I was again confused with the language he uses while describing the techniques for trying to contain the plague. I know that his work is mostly based on interpretation and not theory. But, it seemed a very negative description, something that to me felt like he was saying was a bad element of society. Yet, this is what was done in order to contain the plague, which was responsible for killing many people. For example, when referring to the people quarantined in their houses he says, “Everyone locked up in his cage” (196). And he says that this method, “lays down for each individual his place, his body, his disease and his death, his well-being, by means of an omnipresent and omniscient power that subdivides itself in a regular, uninterrupted way even to the ultimate determination of the individual, of what characterizes him, of what belongs to him, of what happens to him” (197). He is of course right, in fact dead on. But I am still confused if he is trying to tell us how it is, or if he is making a judgment. His use of language to me suggests that he is critical of it, but I am just not sure.

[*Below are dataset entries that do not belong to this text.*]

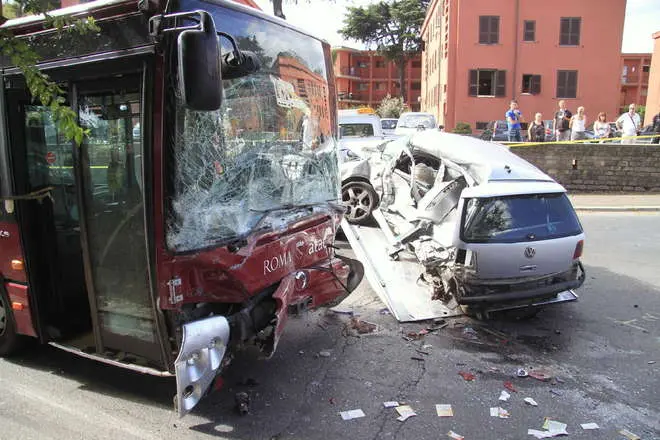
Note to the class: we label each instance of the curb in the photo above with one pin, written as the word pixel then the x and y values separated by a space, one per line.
pixel 618 208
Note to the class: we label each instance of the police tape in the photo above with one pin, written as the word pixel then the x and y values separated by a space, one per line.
pixel 583 141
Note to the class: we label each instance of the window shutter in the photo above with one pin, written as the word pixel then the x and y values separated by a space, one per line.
pixel 473 82
pixel 500 81
pixel 536 85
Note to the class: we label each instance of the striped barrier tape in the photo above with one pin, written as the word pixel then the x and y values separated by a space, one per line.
pixel 583 141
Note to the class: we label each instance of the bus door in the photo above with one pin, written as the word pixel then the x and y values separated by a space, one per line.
pixel 87 245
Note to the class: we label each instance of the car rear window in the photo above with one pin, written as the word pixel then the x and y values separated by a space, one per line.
pixel 513 219
pixel 360 130
pixel 388 125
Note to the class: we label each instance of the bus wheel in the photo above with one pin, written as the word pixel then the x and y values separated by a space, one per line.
pixel 9 340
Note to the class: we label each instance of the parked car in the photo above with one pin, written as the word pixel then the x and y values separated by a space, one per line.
pixel 388 125
pixel 412 122
pixel 466 226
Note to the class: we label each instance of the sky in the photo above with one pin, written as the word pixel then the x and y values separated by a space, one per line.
pixel 323 18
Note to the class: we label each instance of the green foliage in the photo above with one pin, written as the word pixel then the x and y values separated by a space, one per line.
pixel 392 26
pixel 41 87
pixel 462 128
pixel 391 107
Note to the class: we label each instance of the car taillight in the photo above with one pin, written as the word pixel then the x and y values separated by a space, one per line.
pixel 578 250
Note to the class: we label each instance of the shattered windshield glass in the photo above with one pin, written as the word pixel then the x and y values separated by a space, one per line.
pixel 270 147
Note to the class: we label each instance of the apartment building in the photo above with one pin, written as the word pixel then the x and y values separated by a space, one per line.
pixel 653 98
pixel 635 70
pixel 364 78
pixel 481 54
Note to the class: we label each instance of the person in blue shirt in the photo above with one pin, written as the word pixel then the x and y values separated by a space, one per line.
pixel 513 119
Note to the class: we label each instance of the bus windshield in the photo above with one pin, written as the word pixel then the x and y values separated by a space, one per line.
pixel 270 147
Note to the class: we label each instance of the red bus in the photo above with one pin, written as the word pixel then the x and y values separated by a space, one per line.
pixel 200 209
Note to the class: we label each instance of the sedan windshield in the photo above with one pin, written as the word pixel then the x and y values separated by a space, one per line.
pixel 270 147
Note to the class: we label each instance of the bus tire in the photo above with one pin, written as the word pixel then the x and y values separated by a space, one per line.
pixel 10 341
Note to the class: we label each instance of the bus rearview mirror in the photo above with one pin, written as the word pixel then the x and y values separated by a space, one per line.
pixel 200 75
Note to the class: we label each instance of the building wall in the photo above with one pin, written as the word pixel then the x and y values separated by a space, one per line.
pixel 364 78
pixel 653 98
pixel 598 85
pixel 634 78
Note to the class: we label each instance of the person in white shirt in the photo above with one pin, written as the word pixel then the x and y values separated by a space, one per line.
pixel 629 123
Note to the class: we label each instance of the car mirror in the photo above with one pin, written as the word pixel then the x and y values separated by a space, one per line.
pixel 199 68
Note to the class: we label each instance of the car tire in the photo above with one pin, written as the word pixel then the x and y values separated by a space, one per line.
pixel 10 341
pixel 360 200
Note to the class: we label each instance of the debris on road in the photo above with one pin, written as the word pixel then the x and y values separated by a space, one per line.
pixel 540 374
pixel 499 412
pixel 444 411
pixel 530 401
pixel 242 402
pixel 552 429
pixel 455 436
pixel 522 372
pixel 352 414
pixel 509 386
pixel 405 412
pixel 467 376
pixel 588 426
pixel 629 435
pixel 363 327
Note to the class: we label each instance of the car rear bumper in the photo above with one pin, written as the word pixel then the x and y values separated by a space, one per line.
pixel 515 294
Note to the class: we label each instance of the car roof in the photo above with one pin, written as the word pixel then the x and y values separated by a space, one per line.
pixel 484 161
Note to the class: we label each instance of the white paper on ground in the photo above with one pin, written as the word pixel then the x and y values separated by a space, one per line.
pixel 352 414
pixel 405 412
pixel 590 426
pixel 530 401
pixel 444 411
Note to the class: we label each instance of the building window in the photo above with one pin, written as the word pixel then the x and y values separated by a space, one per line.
pixel 569 31
pixel 489 29
pixel 485 82
pixel 531 84
pixel 566 83
pixel 530 30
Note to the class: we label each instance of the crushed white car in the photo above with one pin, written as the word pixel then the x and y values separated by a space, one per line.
pixel 466 226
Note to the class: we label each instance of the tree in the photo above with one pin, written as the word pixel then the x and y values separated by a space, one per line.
pixel 391 107
pixel 21 55
pixel 393 26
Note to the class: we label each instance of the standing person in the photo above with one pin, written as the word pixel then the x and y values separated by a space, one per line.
pixel 578 125
pixel 536 130
pixel 629 124
pixel 601 126
pixel 513 120
pixel 656 129
pixel 562 121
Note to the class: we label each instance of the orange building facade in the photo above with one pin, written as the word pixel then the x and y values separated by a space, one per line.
pixel 635 70
pixel 481 54
pixel 653 98
pixel 364 78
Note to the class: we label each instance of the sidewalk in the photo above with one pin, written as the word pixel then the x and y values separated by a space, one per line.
pixel 616 202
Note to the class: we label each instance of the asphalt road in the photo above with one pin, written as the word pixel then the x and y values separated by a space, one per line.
pixel 600 352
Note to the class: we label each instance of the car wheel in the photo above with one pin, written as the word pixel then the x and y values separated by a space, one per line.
pixel 360 200
pixel 9 340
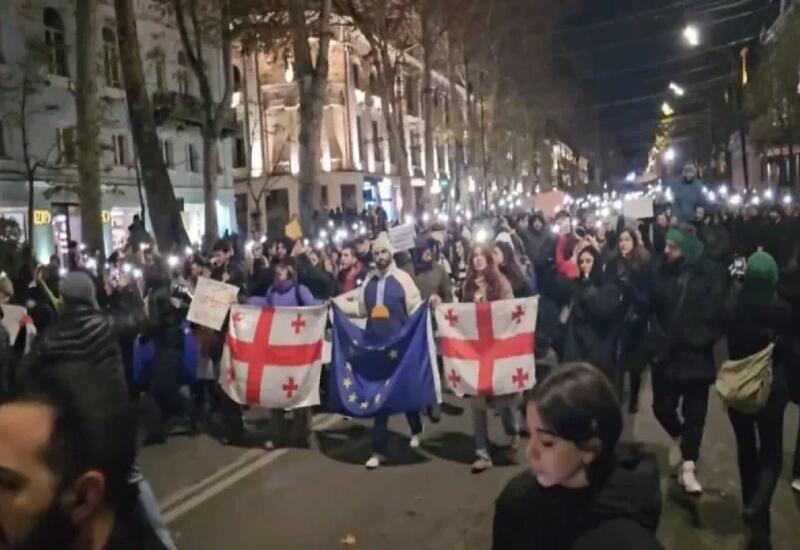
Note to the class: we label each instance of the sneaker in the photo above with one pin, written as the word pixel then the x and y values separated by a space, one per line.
pixel 481 465
pixel 675 455
pixel 687 479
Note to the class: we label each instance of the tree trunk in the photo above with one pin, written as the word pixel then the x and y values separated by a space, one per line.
pixel 88 127
pixel 427 106
pixel 210 193
pixel 163 207
pixel 309 136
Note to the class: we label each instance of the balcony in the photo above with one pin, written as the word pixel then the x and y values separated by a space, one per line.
pixel 188 109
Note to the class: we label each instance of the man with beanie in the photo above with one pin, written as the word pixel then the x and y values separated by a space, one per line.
pixel 387 298
pixel 687 195
pixel 688 295
pixel 755 318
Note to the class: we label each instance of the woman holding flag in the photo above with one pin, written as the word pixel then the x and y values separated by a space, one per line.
pixel 485 283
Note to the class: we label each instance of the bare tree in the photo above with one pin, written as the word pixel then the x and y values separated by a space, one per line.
pixel 88 127
pixel 202 23
pixel 163 206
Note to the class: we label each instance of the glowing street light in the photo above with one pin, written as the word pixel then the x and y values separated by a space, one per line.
pixel 678 90
pixel 692 35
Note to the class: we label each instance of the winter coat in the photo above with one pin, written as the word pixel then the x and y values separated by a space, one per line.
pixel 625 509
pixel 687 304
pixel 434 280
pixel 751 322
pixel 591 330
pixel 290 295
pixel 634 280
pixel 85 333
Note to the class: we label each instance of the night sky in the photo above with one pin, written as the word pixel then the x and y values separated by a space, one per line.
pixel 622 55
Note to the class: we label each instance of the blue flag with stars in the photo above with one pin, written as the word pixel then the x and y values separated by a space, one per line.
pixel 372 376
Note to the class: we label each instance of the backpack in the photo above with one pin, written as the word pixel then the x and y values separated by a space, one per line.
pixel 745 384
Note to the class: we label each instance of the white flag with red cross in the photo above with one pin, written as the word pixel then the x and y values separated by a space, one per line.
pixel 487 348
pixel 273 356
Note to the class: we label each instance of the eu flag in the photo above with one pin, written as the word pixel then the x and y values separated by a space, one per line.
pixel 372 376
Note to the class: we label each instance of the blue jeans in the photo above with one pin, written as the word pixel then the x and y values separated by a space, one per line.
pixel 380 431
pixel 148 502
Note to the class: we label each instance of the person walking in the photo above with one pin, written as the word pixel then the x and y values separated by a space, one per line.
pixel 388 298
pixel 688 297
pixel 755 318
pixel 485 283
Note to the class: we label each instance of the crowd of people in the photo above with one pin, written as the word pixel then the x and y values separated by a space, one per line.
pixel 620 295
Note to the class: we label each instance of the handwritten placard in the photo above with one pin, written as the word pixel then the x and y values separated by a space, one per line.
pixel 211 302
pixel 402 236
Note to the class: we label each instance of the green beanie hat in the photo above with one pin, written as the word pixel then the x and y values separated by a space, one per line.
pixel 761 270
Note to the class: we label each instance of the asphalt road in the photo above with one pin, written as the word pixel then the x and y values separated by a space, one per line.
pixel 217 497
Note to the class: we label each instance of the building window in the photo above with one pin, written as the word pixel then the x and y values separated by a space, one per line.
pixel 55 42
pixel 411 95
pixel 183 82
pixel 239 152
pixel 161 72
pixel 168 152
pixel 360 139
pixel 191 158
pixel 67 152
pixel 416 151
pixel 237 79
pixel 110 58
pixel 3 152
pixel 377 143
pixel 120 146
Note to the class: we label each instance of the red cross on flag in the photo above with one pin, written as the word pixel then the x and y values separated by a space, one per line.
pixel 273 356
pixel 487 348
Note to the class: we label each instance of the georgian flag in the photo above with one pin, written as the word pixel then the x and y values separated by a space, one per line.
pixel 488 348
pixel 273 356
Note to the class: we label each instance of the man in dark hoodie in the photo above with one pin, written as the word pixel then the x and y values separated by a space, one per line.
pixel 688 296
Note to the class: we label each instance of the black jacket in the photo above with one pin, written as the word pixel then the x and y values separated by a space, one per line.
pixel 626 508
pixel 687 305
pixel 753 320
pixel 86 333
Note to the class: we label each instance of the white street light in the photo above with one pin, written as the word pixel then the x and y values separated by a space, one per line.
pixel 678 90
pixel 692 35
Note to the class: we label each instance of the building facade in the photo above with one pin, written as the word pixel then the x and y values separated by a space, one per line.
pixel 48 26
pixel 357 164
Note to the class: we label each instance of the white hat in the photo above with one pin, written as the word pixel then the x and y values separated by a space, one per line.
pixel 504 237
pixel 382 242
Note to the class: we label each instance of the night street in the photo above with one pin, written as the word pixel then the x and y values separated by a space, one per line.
pixel 217 497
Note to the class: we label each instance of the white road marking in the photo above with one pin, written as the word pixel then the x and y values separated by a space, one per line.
pixel 177 504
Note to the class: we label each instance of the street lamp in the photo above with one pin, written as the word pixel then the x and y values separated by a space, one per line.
pixel 692 35
pixel 678 90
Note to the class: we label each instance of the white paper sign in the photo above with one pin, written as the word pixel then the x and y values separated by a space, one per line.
pixel 638 208
pixel 402 237
pixel 211 302
pixel 12 320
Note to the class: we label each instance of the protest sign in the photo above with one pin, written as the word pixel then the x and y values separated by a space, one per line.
pixel 402 237
pixel 211 302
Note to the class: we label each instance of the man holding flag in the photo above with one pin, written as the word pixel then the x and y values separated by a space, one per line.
pixel 385 369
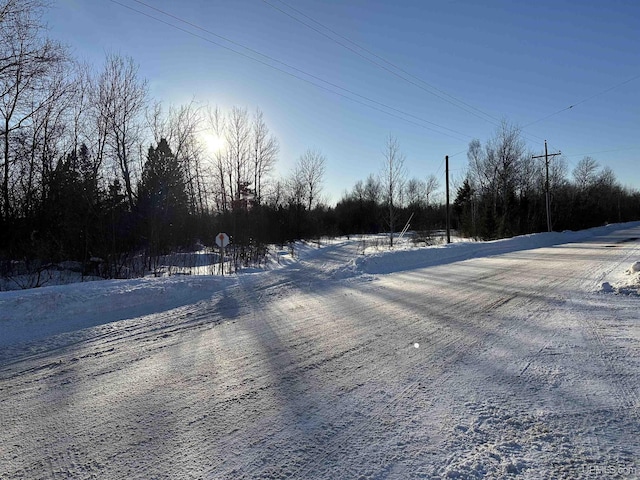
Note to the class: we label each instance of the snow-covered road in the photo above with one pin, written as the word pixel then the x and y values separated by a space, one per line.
pixel 513 363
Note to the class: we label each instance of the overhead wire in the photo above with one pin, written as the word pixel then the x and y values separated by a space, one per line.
pixel 271 59
pixel 487 117
pixel 441 93
pixel 583 100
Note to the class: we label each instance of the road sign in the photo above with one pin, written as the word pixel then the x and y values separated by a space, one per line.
pixel 222 240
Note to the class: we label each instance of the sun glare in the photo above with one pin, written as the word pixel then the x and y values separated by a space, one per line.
pixel 213 143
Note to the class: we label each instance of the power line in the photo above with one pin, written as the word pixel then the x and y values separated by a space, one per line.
pixel 375 102
pixel 441 95
pixel 583 100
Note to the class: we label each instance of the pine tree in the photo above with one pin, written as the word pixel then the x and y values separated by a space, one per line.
pixel 162 200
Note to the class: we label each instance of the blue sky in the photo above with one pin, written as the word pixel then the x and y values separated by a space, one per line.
pixel 472 64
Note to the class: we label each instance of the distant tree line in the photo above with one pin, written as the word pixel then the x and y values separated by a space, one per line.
pixel 504 192
pixel 92 170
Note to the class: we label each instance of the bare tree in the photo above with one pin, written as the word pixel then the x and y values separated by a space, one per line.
pixel 585 173
pixel 264 153
pixel 238 137
pixel 121 99
pixel 311 169
pixel 414 192
pixel 373 190
pixel 26 61
pixel 392 177
pixel 431 185
pixel 217 124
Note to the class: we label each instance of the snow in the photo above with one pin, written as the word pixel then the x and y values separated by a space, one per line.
pixel 515 358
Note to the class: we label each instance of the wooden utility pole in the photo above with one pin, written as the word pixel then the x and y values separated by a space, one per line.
pixel 448 215
pixel 546 161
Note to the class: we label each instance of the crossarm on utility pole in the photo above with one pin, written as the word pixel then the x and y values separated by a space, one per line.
pixel 546 161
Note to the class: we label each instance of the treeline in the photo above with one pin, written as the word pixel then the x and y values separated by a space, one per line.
pixel 94 171
pixel 505 191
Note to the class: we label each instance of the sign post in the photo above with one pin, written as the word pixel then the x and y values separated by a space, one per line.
pixel 222 240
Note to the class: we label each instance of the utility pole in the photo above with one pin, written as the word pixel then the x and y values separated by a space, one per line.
pixel 546 161
pixel 447 215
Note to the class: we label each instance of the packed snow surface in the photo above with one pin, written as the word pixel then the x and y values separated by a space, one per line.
pixel 516 358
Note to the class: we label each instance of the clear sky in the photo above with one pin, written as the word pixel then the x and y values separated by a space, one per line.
pixel 471 65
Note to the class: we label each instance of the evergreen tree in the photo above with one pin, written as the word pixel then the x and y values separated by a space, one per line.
pixel 162 200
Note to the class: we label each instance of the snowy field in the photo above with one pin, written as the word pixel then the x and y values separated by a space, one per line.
pixel 517 358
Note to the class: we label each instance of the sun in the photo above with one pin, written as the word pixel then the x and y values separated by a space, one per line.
pixel 213 143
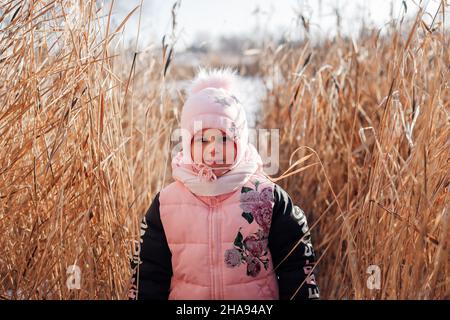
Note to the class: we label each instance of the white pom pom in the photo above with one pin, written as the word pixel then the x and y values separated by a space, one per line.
pixel 216 78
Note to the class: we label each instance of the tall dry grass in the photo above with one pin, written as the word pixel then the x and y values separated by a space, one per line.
pixel 85 126
pixel 80 150
pixel 368 123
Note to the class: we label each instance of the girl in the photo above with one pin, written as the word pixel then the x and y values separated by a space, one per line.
pixel 222 229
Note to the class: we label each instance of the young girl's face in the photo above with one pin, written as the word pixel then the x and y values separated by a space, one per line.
pixel 213 148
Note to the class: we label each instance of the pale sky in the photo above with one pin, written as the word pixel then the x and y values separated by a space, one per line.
pixel 231 17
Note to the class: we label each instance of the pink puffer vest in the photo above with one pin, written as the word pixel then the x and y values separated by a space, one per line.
pixel 219 250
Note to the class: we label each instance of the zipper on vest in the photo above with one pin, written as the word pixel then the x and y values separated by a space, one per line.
pixel 215 252
pixel 211 252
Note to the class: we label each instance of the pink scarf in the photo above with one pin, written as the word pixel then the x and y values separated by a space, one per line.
pixel 201 180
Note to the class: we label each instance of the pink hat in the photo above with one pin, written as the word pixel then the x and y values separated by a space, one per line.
pixel 212 103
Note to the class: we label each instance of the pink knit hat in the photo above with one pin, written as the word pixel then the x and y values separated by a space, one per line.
pixel 212 103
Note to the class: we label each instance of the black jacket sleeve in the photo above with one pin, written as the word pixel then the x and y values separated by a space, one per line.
pixel 289 227
pixel 152 264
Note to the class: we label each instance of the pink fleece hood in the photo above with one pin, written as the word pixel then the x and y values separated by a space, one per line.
pixel 212 102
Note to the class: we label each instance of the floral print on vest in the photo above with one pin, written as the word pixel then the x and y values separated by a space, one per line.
pixel 253 249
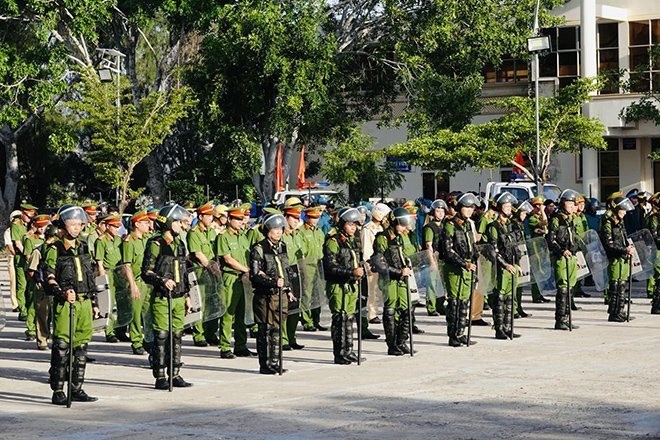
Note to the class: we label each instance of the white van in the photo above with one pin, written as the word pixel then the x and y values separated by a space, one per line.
pixel 522 190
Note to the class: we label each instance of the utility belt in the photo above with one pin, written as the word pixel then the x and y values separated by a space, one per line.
pixel 164 295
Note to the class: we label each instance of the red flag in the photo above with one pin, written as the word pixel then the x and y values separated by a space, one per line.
pixel 301 169
pixel 519 159
pixel 279 172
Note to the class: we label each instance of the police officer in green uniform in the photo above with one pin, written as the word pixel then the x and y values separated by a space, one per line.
pixel 164 268
pixel 232 249
pixel 342 256
pixel 563 244
pixel 270 280
pixel 108 256
pixel 432 234
pixel 460 251
pixel 538 227
pixel 31 241
pixel 313 240
pixel 294 249
pixel 520 212
pixel 581 227
pixel 201 239
pixel 653 225
pixel 132 252
pixel 17 230
pixel 392 249
pixel 70 279
pixel 615 241
pixel 501 235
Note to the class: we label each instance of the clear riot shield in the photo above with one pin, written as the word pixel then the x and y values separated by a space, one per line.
pixel 313 284
pixel 486 269
pixel 540 266
pixel 3 312
pixel 211 294
pixel 595 258
pixel 643 258
pixel 248 291
pixel 427 280
pixel 296 288
pixel 525 277
pixel 123 310
pixel 195 299
pixel 104 303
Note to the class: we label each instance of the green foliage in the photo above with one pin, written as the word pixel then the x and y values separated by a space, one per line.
pixel 121 137
pixel 444 47
pixel 494 144
pixel 354 162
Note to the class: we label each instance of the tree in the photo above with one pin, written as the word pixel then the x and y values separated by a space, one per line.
pixel 562 129
pixel 121 137
pixel 266 76
pixel 647 108
pixel 354 162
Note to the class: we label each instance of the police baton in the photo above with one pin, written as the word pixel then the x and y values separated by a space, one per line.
pixel 472 283
pixel 279 329
pixel 69 387
pixel 513 303
pixel 171 338
pixel 570 298
pixel 629 287
pixel 410 324
pixel 359 320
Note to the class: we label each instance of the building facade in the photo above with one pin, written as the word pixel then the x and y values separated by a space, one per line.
pixel 597 37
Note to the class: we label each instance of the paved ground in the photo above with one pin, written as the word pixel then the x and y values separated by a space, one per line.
pixel 600 381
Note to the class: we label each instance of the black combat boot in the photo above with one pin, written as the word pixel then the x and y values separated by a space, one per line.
pixel 655 304
pixel 403 332
pixel 337 334
pixel 348 339
pixel 498 317
pixel 463 313
pixel 158 358
pixel 262 349
pixel 507 323
pixel 561 309
pixel 177 380
pixel 78 376
pixel 59 359
pixel 451 313
pixel 389 325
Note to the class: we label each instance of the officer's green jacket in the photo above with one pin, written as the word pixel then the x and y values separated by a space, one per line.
pixel 613 237
pixel 132 251
pixel 107 251
pixel 165 258
pixel 201 239
pixel 538 227
pixel 562 235
pixel 294 245
pixel 236 244
pixel 313 239
pixel 70 264
pixel 458 243
pixel 502 236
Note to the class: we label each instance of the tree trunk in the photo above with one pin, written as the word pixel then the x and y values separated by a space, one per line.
pixel 8 140
pixel 156 179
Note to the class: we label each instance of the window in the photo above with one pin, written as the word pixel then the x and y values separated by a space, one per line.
pixel 511 70
pixel 608 56
pixel 563 61
pixel 644 55
pixel 608 168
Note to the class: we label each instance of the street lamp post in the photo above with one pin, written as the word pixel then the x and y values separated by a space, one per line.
pixel 111 63
pixel 537 43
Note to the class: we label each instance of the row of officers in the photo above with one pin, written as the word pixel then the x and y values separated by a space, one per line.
pixel 284 260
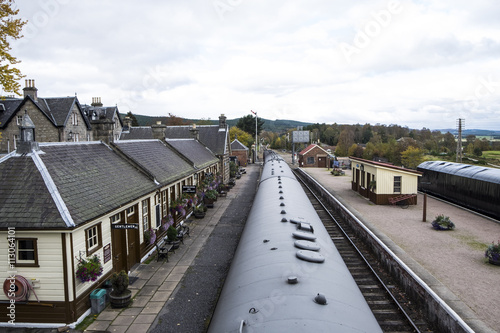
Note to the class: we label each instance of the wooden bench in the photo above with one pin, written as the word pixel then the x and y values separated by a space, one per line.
pixel 162 249
pixel 182 231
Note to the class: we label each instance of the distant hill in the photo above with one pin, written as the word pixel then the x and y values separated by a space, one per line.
pixel 278 125
pixel 476 132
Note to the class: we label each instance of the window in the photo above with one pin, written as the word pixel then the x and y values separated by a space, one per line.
pixel 116 218
pixel 397 184
pixel 93 239
pixel 26 252
pixel 145 214
pixel 74 119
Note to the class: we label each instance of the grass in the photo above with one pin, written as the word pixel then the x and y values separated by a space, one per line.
pixel 472 242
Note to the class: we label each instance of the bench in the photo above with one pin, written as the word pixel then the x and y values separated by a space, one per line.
pixel 182 231
pixel 162 249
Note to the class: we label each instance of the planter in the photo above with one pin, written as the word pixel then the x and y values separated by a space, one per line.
pixel 199 215
pixel 175 244
pixel 121 301
pixel 494 262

I found the section where he talks about leprosy and the plague coming together in figurative terms to describe the way in which we deal with unwanted people today very relevant. For example, people who are deemed insane are both exiled and segmented. I think this is not only true for situations today, it is still true for leprosy today. I studied abroad in Thailand for a year and while there I was able to teach an English class in a leprosy camp. I had previously thought that leprosy was no longer a modern problem, that it was eradicated. However, not only is it still a problem in Thailand, (in fact a rather large one) but it is still being treated in the same way. These people are made to feel they have something wrong with them, some sort of curse, and they are told to live in a colony with other lepers. The Thai government does not force them to go, but they are given no support or treatment if they do not go and once it becomes general knowledge that you have leprosy you are immediately ostracized. It is in fact the ancient equivalent to what Foucault thought would happen in the modern era with more modern problems. He is absolutely right when he explains that the way abnormal people are dealt with today is directly related to how the plague and how leprosy was dealt with in the past.